My friend did upgrade his 72 Roadrunner 440 with the XHD leafsprings, 1.16Tbars, big swaybars front and rear and 17" wheels. That car handles great, but he/I don't know if it understeers or oversteers. With other words: it's not really calculated, he just installed stuff on it. But the car is very stiff, specially on the rear, those XHD leafsprings seem to be pretty stiff, but he seems to be very happy with it!

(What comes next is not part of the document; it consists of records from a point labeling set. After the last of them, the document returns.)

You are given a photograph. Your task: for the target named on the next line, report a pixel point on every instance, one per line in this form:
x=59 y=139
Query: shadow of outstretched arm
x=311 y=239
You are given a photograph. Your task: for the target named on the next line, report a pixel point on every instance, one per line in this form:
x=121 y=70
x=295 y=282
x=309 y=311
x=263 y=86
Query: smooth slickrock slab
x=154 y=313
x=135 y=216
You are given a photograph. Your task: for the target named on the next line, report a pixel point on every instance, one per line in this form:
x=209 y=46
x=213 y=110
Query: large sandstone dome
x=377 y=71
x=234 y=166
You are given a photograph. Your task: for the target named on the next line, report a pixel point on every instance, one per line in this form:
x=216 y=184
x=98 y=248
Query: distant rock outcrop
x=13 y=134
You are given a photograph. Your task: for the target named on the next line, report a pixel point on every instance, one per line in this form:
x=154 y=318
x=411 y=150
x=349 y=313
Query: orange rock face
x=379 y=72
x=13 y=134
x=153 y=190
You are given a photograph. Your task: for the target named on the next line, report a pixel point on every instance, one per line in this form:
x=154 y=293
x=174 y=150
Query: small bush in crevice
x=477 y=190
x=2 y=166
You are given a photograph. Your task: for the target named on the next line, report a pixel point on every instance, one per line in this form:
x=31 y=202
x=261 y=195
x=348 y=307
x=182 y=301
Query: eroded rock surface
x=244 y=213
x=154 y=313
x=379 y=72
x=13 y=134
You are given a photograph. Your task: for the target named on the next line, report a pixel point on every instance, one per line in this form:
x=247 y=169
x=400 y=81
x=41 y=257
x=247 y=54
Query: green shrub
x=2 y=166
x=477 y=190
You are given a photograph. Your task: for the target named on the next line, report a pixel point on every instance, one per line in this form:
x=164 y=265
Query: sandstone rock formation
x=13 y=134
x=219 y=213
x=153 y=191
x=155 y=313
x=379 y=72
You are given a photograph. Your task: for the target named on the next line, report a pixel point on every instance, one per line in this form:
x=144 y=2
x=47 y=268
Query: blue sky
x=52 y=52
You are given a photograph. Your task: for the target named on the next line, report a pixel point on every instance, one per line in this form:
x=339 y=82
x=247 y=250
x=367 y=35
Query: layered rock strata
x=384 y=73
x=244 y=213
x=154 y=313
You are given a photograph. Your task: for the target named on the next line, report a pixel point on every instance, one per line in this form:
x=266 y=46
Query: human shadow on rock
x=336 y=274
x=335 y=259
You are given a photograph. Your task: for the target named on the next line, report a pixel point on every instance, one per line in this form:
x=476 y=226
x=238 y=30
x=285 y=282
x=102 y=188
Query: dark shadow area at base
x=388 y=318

Our roads here are very good, heck, there is no 50miles of freeway here without a road construction because they renew the freeway every few years although it was in PERFECT shape! (politics: there is 1$ tax on each qrt of gaz that goes to road construction. Now you can make the math how much money they MUST spend every year to use the budget!!)
There are hardly big bumps on any road and nowhere a hole, so I can go from a car that won’t see bad bumpy roads.

Now, to the other points:

Tbars, your numbers are interesting. Firmfeels b-body numbers are the following:

diameter rate lbs/inch
.840 89
.920 128
.960 152
1.00 179
1.12 281
1.16 324
1.22 396

They have a different rating than yours, maybe because yours aren't for a b-body. Different length, different rating right? I would think that the rating changes with the LCA length, although the motion ratio is always 1.

But anyway, the Tbars are the smallest problem of all, the motion ratio = 1 so the wheel rate is the same as the advertised Tbar rating. That much I did understand

If I ignore/remove for once the swaybars and take once the 1.12" Tbar with 281lbs/inch. That gives me a total front wheel rate of 562lb/inch.
On the rear I measured the motion ratio of 0.9303. So the wheel rate is 0.9303^2*leafspring rate.
To get a 75% rate I need a rear wheel rate of 94lbs/inch PER side.
This means I need a leafspring static rate of 108lbs/inch! That's pretty low, isn't it?

The roll rate numbers you posted, I did calculate the motion ratio for those numbers and it's 0.853, I got 0.9303, that's much higher.

So just to make it easy, if I take a 120lbs/inch rear spring (higher than I should!) I can make it up by making the front swaybar bigger than the rear and that's usually the case.

But the most important: your swaybar numbers make me happy again! I can't use the numbers since it has a different arm length BUT they are all proportional when you ^4 them and divide them by the rate! The lbs/degree number I had wheren't!
That means: I will redo the swaybar test today again but this time with the other wheel blocked so it can't move up.
Then I will have the rating for a b-body front swaybar with it's specific arm length and 1" diameter. Then I could calculate/average the rating for the firmfeel 1 1/4" or 1 1/8" swaybar IF it's not a tube, what I don't expect.

Same I can do for the rear swaybar. I will call them and ask what arm length it has, from this I probably could calculate the 3/4" swaybar. I won't get accurate numbers but it should be enough I hope!

Interesting topic here, it's really fun to do more than just bolt on! Now it hopefully also works!